It is theorized that some pattern poetry (an early precursor to concrete poetry) was written to be inscribed upon objects like an ax handle, a statue’s wings, an altar or even an egg! (Further information about these ancient Greek poems of the third century B.C. can be found in the text of The Greek Bucolic Poets. See note below.)
Objects embedded with verse would allow the shape of the object as well as the text to reflect back on the theme of the poem. For example, winged shape verse inscribed onto a statue's wings could lend reference to the wings of love. It is a very interesting idea to think about and makes concrete poetry all the more tangible.
All of this made me wonder. If I were to inscribe a shaped poem onto a physical object today, what would I choose? Would I superimpose verses in circles around the tires of my minivan about feeling the pressure to be in several places at once and running endless exhausting errands? Would I write a poem about body image and what I am learning about real beauty along the handle of my hand mirror?

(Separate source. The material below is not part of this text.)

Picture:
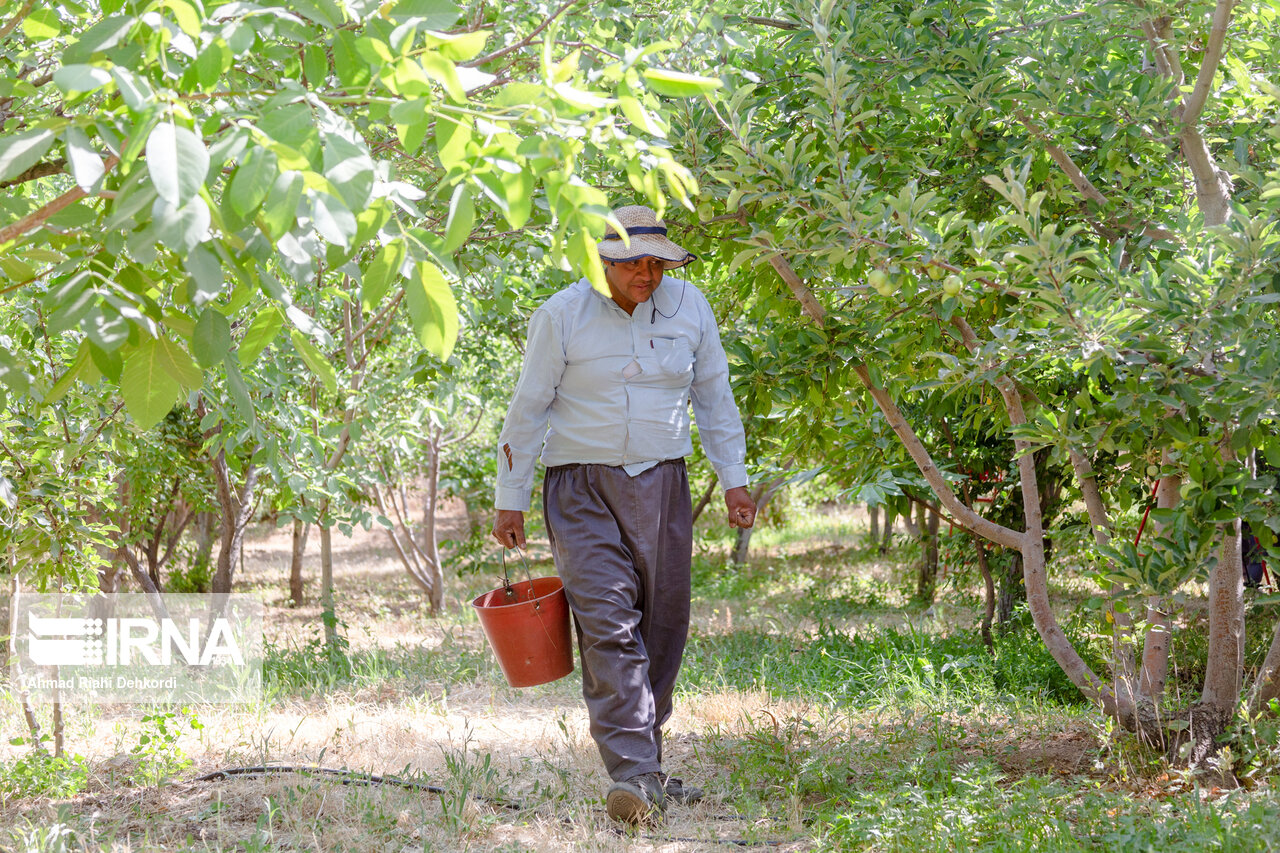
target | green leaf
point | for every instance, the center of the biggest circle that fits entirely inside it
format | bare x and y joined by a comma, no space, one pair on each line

I’ll end all of this pondering with reference to a children’s poem titled “Pencils” by Barbara Juster Esbensen. She describes how:
“The rooms in a pencil
but elephants castles and
and she speaks to the potential of the many wonderful poems and stories contained inside every pencil. I would love to inscribe this poem on pencils that could be handed out in every classroom — to inspire students to write and remind them of the power of words.
What would you write on?
*The Greek Bucolic Poets. Translated by Edmonds, J M. Loeb Classical Library Volume 28. Cambridge, MA Harvard University Press. 1912.)
*I found the poem “Pencils” in the book Another Jar of Tiny Stars- Poems by More NCTE Award-Winning Poets. Bernice E. Cullinan and Deborah Wooten, editors. Boyds Mill Press. 2009.